Back to Projects

Kaggle Competitions

Competitive machine learning projects on Kaggle, including regression, classification, and time series challenges

November 2023 View Code
Machine Learning Kaggle Python Data Science Competition

Overview

All of my past competition notebooks are available on my GitHub repository or Kaggle notebooks.

Kaggle is the world’s largest data science community with powerful tools and resources to help you achieve your data science goals. Kaggle competitions offer a fantastic blend of learning resources and practical experience for data scientists - with some generous prizes for those who can come up with novel solutions to real-world problems.

Competition History

Kaggle competitions have been a point of interest ever since learning about the platform. Having acquired the necessary domain knowledge and experience, I’m now able to contribute effectively. Feel free to view my profile.

Regression with a Mohs Hardness Dataset

Result: Top 33% (536/1632) | Kaggle Playground Series S3E25 | November 2023

Use regression to predict the Mohs hardness of a mineral, given its properties. The best approach was a neural network regressor with Adam optimizer.

Binary Prediction of Smoker Status using Bio-Signals

Result: Top 11% (208/1908) | Kaggle Playground Series S3E24 | November 2023

Use binary classification to predict a patient’s smoking status given information about various other health indicators. The best approach employed a combination of publicly accessible AutoML tools and tree-based classifiers to achieve 87.7% accuracy.

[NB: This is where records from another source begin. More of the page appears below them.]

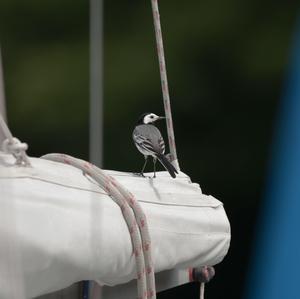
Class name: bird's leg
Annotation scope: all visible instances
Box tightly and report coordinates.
[153,157,156,178]
[141,156,148,176]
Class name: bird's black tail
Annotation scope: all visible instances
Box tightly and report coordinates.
[156,154,178,179]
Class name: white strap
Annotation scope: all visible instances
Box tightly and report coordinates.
[0,114,31,166]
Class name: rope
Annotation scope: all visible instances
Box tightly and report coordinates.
[0,113,31,166]
[151,0,180,170]
[41,154,156,299]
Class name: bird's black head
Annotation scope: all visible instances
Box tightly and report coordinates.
[138,112,165,125]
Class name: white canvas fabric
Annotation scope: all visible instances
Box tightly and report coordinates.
[0,152,230,299]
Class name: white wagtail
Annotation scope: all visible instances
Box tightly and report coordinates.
[132,113,178,178]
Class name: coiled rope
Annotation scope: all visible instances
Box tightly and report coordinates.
[0,113,31,166]
[41,154,156,299]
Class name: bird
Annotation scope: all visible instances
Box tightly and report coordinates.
[132,112,178,178]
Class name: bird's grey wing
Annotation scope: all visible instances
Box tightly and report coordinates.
[132,128,155,154]
[133,125,165,154]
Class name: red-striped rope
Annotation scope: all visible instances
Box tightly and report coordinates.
[42,154,156,299]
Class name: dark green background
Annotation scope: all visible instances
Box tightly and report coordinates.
[0,0,299,299]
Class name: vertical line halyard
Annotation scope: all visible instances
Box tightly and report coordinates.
[151,0,180,170]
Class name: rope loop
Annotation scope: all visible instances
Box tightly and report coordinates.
[2,137,30,166]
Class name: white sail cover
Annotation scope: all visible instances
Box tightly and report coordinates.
[0,152,230,299]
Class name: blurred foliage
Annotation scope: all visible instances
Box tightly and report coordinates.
[0,0,299,298]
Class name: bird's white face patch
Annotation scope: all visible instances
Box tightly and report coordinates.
[144,113,159,124]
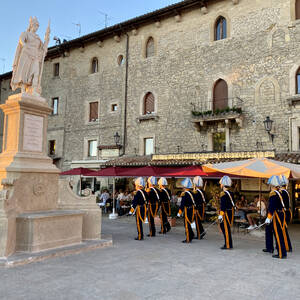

Binary Classification with a Software Defects Dataset

Result: Top 37% (618/1702) | Kaggle Playground Series S3E23 | October 2023

Predict if code samples are likely to contain bugs given descriptive statistics. My best-performing approach was an ensemble of tree-based models. If I had more time, I would have liked to incorporate a non-tree classifier to add some diversity to my approach.

Predict Health Outcomes of Horses

Result: Top 19% (290/1541) | Kaggle Playground Series S3E22 | September 2023

Determine horse health outcomes based on descriptive factors. My best-performing approach was a lightly tuned XGBoost model which classified the test set with 75.89% accuracy.

Learning Resources

If you are interested in learning more, I would highly encourage you to listen to the Accelerated data science with a Kaggle grandmaster episode of the Practical AI Podcast. Guest Christof Henkel explains his journey with Kaggle, and how he became a top competitor on the platform.